Moreover equality holds, i.e. $r(B^{\intercal}A)=r(A)$, when the columns of $AB^{\intercal}$ have the same span as the columns of $A$. One way to ensure this is as follows: the columns $\{\mathbf a_1,\ldots,\mathbf a_n\}$ of $A$ contain a subset $\{\mathbf a_{i_1},\ldots,\mathbf a_{i_d}\}$ which is a basis of the column spaces of $A$, where as above $d= r(A)$. (You can find such a subset by row reducing $A^{\intercal}$ and taking the columns of $A$ corresponding to leading $1$s in the reduced matrix). Let $B = (b_{ij})$ where $b_{ij} = 0$ unless $i=j=i_k$ for some $k$, $1\leq k\leq d$. Then $AB^{\intercal}$ has exactly $d$ nonzero columns $\{\mathbf a_{i_1},\ldots,\mathbf a_{i_d}\}$ and these by construction span the column spaces of $A$ so that $r(AB^{\intercal})=d=r(A)$

Note that there are, in general, many matrices $B$ for which $r(AB^{\intercal}) = r(A)$: In the diagram below, $\ker(A)= \{v \in \mathbb R^n: Av=0\}$ is the kernel of $A$. $$\require{AMScd} \begin{CD} \mathbb R^m @>B^{\intercal}>> \mathbb R^n @>A>> \mathbb R^m \\ @. @AAA @.\\ @. \ker(A) @. \end{CD} $$

Claim 2: The composition $AB^{\intercal}$ has rank $d$ if and only if $\mathrm{im}(B^{\intercal})+\ker(A)=\mathbb R^m$.

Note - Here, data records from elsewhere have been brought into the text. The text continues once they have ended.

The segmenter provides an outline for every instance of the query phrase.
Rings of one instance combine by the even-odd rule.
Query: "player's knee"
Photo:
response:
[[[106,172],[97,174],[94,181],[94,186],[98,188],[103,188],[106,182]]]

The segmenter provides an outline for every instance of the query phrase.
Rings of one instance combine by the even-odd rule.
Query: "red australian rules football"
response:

Proof: Clearly, if $\mathrm{im}(B^{\intercal})+\ker(A)=\mathbb R^n$, then $A(\mathbb R^n) = A(\mathrm{im}(B^{\intercal})) = \mathrm{im}(AB^{\intercal})$ so that $r(AB^{\intercal})=d$. Conversely, if $r(AB^{\intercal})=r(A)$, then since $\mathrm{im}(AB^{\intercal}) \subseteq \mathrm{im}(A)$, they are equal once they have the same dimension. But then $A^{-1}(A(\mathrm{im}(B^{\intercal})) = \mathrm{im}(B^{\intercal})+\ker(A)$ must be equal to $\mathbb R^n$ as required.

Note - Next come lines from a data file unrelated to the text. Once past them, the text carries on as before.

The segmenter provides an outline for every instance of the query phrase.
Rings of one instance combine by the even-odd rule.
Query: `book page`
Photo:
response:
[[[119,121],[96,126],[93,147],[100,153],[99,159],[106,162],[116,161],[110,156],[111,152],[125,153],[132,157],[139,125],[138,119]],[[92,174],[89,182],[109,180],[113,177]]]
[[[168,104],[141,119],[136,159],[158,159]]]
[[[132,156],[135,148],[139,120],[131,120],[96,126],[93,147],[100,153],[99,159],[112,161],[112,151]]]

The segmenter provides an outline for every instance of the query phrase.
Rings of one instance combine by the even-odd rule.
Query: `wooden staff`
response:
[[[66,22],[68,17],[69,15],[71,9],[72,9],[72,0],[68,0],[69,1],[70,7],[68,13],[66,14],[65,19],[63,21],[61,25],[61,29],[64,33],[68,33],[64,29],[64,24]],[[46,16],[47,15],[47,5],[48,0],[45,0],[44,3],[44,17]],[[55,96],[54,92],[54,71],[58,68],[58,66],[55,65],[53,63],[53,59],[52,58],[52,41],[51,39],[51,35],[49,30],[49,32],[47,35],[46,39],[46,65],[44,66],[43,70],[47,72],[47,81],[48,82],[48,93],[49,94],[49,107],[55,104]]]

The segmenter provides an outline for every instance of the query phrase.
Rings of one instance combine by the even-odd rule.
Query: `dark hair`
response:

Thus if we pick a basis of the kernel of $A$, say $\{w_1,\ldots,w_{n-r}\}$ and extend it to a basis $\{w_1,\ldots,w_{n-r}, w_{n-r+1},\ldots,w_n\}$ then if $C$ is the matrix of the linear map $v\mapsto B^{\intercal}v$ with respect to the standard basis of $\mathbb R^m$ and the basis $\{w_1,\ldots,w_n\}$ of $\mathbb R^n$ then $AB^{\intercal}$ has rank $d$ precisely when some $d\times d$ minor of $C$ obtained by taking the last $d$ rows of $C$ and any $d$ columns must be nonzero. Now if $P$ denotes the change of basis matrix from the standard basis of $\mathbb R^n$ to the basis $\{w_1,\ldots,w_n\}$ then $C = PB^{\intercal}$, and hence it follows that the matrices $B$ for which $AB^{\intercal}$ has rank $r$ are an open dense subset of $\mathrm{Mat}_{m,n}(\mathbb R)$ (given by the locus where at least one of the relevant minors of $PB^{\intercal}$ does not vanish, and those minors are polynomial functions in the matrix entries of $B$).

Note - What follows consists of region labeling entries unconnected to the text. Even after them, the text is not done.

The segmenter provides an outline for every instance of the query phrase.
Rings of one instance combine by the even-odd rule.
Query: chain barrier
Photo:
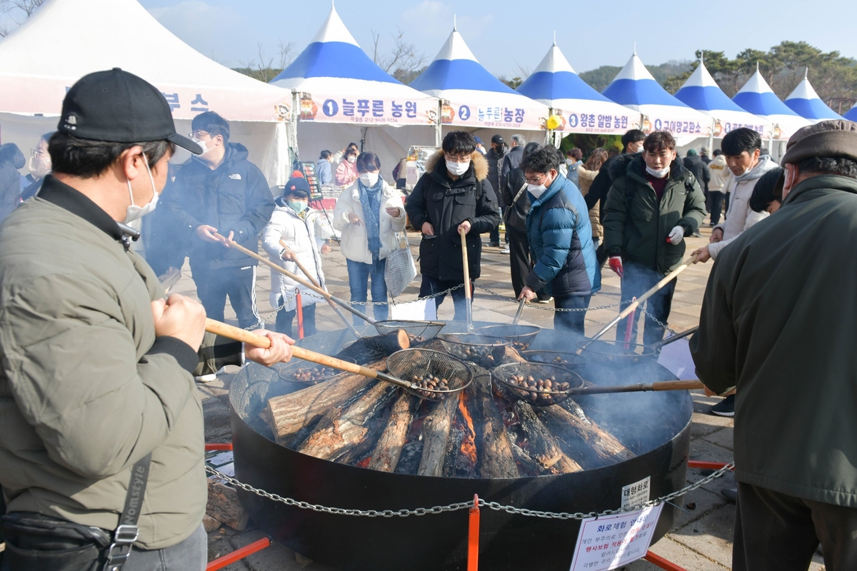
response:
[[[672,493],[667,494],[662,497],[658,497],[654,500],[650,500],[645,503],[640,503],[634,506],[627,506],[626,508],[620,508],[617,509],[605,509],[602,512],[590,512],[584,514],[583,512],[548,512],[548,511],[539,511],[537,509],[527,509],[525,508],[515,508],[514,506],[503,505],[498,503],[497,502],[486,502],[482,498],[479,498],[479,507],[488,508],[494,511],[502,511],[507,514],[517,514],[517,515],[525,515],[529,517],[538,517],[548,520],[586,520],[589,518],[599,518],[605,515],[614,515],[616,514],[624,514],[626,512],[636,511],[638,509],[643,509],[648,508],[649,506],[657,505],[659,503],[668,503],[670,500],[675,499],[680,496],[684,496],[685,494],[692,491],[698,488],[700,488],[709,482],[712,482],[715,479],[722,477],[727,472],[732,470],[735,466],[734,462],[729,462],[723,467],[716,470],[716,472],[709,474],[708,476],[703,478],[700,480],[694,482],[693,484],[688,485],[682,488],[681,490],[677,490]],[[245,491],[255,494],[261,497],[266,497],[269,500],[278,502],[279,503],[285,503],[288,506],[292,506],[295,508],[300,508],[301,509],[310,509],[315,512],[321,512],[325,514],[335,514],[337,515],[356,515],[362,517],[409,517],[411,515],[426,515],[428,514],[443,514],[445,512],[454,512],[461,509],[469,509],[473,506],[473,502],[458,502],[457,503],[450,503],[446,506],[434,506],[432,508],[417,508],[416,509],[346,509],[345,508],[331,508],[328,506],[322,506],[317,503],[309,503],[309,502],[301,502],[298,500],[292,499],[291,497],[283,497],[278,494],[272,494],[271,492],[265,491],[264,490],[259,490],[258,488],[254,488],[249,484],[244,484],[231,476],[227,476],[226,474],[215,470],[214,468],[207,466],[206,472],[209,474],[215,476],[225,482],[228,482],[237,488],[241,488]]]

The OP notes that another possibility for a $B$ with $r(AB^{\intercal})=r(A)$ is $B=A$. You can check that this choice for $B$ works by using the criterion $\mathrm{im}(A^{\intercal})+\ker(A)=\mathbb R^n$. Since $r(A)=r(A^{\intercal})$, by rank-nullity it suffices to show that $\mathrm{im}(A^{\intercal})\cap \ker(A)=\{0\}$.

Suppose that $A^{\intercal}v \in \ker(A)$. Then $AA^{\intercal}v =0$, and hence $$ 0=v^\intercal AA^{\intercal}v=(A^{\intercal}v)^{\intercal}(A^{\intercal}v) = \|A^{\intercal}v\|^2, $$ so that $A^{\intercal}v$ has length zero, and hence $A^{\intercal}v =0$. Thus it follows that $\ker(A)\cap \mathrm{im}(A^{\intercal})= \{0\}$ as required.

Answer 3

If $A=0$ then there is nothing to prove. So let $\text{rank}(A) = r > 0$. By rank factorization (or by SVD) there is a $m \times r$ matrix $U$ and an $n \times r$ matrix $V$, both of rank $r$ such that $A=UV^T$. Note the $r \times r$ matrix $V^TV$ is invertible (because it is an $r \times r$ matrix of rank $r$). Choose $B^T = V(V^TV)^{-1}U^T$. Then, $AB^T =UU^T$. Since $\text{rank}(UU^T) = \text{rank}(U) = r$ we are done.

If you know about the Moore-Penrose inverse, you can choose $B^T$ to be the Moore-Penrose inverse of $A$